Llama-3-ELYZA-JP-8B-Heretic: A Decensored Japanese-Enhanced LLM
This model is an 8 billion parameter variant of the elyza/Llama-3-ELYZA-JP-8B model, which itself is based on Meta's Llama-3-8B-Instruct and optimized for Japanese language tasks through additional pre-training and instruction tuning. The Heretic tool (v1.1.0) was applied to the original ELYZA model to significantly reduce its refusal rates, effectively 'decensoring' it.
Key Characteristics
- Decensored Output: Achieves substantially lower refusal rates compared to the original model, with Japanese refusals dropping from 41/100 to 8/100 and English refusals from 99/100 to 4/100, based on evaluation with translated harmful behavior datasets.

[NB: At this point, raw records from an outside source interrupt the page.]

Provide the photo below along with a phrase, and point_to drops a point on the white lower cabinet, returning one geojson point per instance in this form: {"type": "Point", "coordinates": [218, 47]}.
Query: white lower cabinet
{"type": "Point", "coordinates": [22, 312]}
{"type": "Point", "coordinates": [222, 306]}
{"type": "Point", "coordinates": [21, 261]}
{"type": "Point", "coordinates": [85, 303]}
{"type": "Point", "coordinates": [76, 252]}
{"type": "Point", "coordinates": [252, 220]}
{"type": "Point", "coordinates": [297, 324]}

- Japanese Language Focus: Built upon a model specifically enhanced for Japanese usage, retaining strong capabilities in this language.
- Heretic Abliteration: Utilizes specific
Heretic parameters to modify model behavior, focusing on attn.o_proj and mlp.down_proj weights.
Use Cases
- Less Restrictive Applications: Suitable for scenarios where a more permissive language model is desired, particularly in Japanese.
- Experimentation: Ideal for researchers and developers exploring model decensoring techniques and their impact on multilingual LLMs.
- Content Generation: Can be used for generating a wider range of content due to reduced refusal tendencies.